Reputation: 1442
Ive watched the 2016 WWDC Video on Core Data and viewed various tutorials. I have seen various ways of creating an object to persist into the managedObjectContext with the Core Data Framework.
In the example I have Day
as an entity. I would like to create a new Day
object for each new day that the user uses the application.
I have come across:
1st option
let entity = NSEntityDescription.insertNewObject(forEntityName: "Day", into: CoreDataHelper.context)
let object = NSManagedObject(entity: entity, insertInto: CoreDataHelper.context)
2nd option
let object = Day(entity: Day.entity(), insertInto: CoreDataHelper.context)
3rd option
let object = Day(context: CoreDataHelper.context)
and know there have been other possibilities people have come up with as well.

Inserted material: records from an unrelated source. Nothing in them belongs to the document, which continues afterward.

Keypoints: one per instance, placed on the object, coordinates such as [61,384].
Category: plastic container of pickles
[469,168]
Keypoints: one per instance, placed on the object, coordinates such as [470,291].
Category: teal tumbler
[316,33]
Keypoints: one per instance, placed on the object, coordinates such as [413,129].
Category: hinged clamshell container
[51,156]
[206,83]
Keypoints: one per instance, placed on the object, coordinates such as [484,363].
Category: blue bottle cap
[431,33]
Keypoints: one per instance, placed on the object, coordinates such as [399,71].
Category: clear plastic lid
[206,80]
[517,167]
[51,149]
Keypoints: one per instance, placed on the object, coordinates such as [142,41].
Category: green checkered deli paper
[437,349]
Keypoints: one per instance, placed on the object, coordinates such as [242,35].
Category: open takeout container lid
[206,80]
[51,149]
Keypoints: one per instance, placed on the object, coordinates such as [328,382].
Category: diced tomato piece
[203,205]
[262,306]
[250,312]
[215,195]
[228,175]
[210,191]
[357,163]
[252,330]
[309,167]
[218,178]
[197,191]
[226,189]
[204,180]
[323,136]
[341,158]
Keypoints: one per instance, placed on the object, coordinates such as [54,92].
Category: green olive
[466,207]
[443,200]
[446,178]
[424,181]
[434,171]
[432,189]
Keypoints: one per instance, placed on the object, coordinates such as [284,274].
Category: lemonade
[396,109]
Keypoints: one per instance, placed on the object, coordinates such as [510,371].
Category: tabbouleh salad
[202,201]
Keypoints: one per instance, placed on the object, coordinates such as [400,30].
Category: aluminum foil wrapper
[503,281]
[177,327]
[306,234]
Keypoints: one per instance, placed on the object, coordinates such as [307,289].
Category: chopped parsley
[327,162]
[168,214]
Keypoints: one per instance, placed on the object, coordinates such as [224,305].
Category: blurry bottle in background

What is the difference between the bottom two options, as I did not see a demonstration of the second option in the WWDC Video. Does the third option automatically insert into the managedObjectContext or should there be a certain approach taken to insert the object into the context to then retrieve all objects using the NSFetchedResultsController.
Upvotes: 4
Views: 1604
Reputation: 6635
The second option is the designated initializer on NSManagedObject
, which Day
subclasses.
The third option is a convenience initializer defined on Day
that invokes option 2.
The first option is nonsense. 🤔 The first line creates an instance of Day
inserted into the context, just like option 2 and 3. The second line attempts to create an instance of Day
by passing an instance of Day
to a parameter that is expecting an NSEntityDescription
. I suspect option 1 is supposed to look like:
let entity = NSEntityDescription.entity(forEntityName: "Day", in: CoreDataHelper.context)
let object = NSManagedObject(entity: entity, insertInto: CoreDataHelper.context)
All of the options have the same result. I'm not sure why there are so many variations. That would be a question only Apple could answer. Hope this was helpful!